Sylvain Caen se trouvait dans un bataillon autonome. Sergent-chef dans les chars, il fut envoyé, durant l'hiver 1939-1940, à l'école des officiers à Versailles, d'où il sortit trois mois plus
tard, aspirant. Alors qu'il se trouvait en permission, il fut rappelé le 10 mai, au moment de l'attaque des troupes allemandes sur la Hollande et la Belgique. Affecté à un bataillon de chars en
formation stationné dans le Loiret, il fut surpris par la débâcle."Nous étions en formation, il n'y avait donc ni les effectifs ni le matériel voulu. Nous dûmes faire notre retraite d'abord à pied, puis nous avons embarqué à Châteauroux, afin de descendre vers le sud, comme toute la France."
A Angoulême, Sylvain Caen partit comme volontaire avec une section de chars sans canons, dont l'objectif était de défendre la ville de Bordeux contre l'invasion allemande.
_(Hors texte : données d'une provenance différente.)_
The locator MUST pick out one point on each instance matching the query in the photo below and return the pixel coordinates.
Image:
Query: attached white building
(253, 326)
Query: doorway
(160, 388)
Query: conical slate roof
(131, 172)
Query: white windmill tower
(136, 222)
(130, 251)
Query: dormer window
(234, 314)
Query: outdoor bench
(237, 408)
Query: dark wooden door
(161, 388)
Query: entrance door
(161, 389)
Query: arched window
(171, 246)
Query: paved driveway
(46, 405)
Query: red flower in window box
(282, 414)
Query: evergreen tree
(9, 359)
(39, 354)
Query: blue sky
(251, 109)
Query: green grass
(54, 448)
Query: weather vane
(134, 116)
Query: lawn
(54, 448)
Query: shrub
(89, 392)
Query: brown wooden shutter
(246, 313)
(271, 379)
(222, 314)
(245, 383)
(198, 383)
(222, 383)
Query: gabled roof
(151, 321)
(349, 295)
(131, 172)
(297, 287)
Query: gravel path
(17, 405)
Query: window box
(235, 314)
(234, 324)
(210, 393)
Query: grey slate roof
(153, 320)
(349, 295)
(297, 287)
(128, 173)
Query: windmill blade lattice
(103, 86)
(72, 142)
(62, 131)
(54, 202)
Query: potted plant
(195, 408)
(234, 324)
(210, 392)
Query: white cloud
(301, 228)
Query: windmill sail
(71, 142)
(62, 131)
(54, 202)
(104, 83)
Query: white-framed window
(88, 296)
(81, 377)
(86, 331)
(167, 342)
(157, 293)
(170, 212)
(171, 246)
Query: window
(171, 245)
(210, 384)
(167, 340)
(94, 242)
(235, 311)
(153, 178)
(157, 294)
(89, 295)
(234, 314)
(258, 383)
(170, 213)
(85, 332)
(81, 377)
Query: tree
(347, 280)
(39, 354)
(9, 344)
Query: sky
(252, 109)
Ils sont arrivés à Bordeaux le jour de l'armistice. Dans la nuit, ils reçurent l'ordre de traverser la Garonne, ce qui leur a évité d'être faits prisonniers...
"A partir de ce moment-là, j'ai fait les efforts nécessaires pour rechercher ma famille, que je finis par retrouver à Annemasse, le long de la frontière suisse. Pour ma part, j'étais disposé à rester dans l'armée. J'avais été élevé dans un esprit patriotique, dans le principe d'une France forte, avec une armée moderne. Je faisais partie d'un régiment de chars qui était à l'avant-garde. Toute l'armée n'était pas ainsi, à l'époque. Les Français ne voulaient pas "mourir pour Dantzig". A leurs yeux, c'était le problème de la Pologne avec l'Allemagne, ils ne se sentaient pas concernés. C'est surtout aux yeux de ceux-là que Pétain avait l'air d'un sauveur...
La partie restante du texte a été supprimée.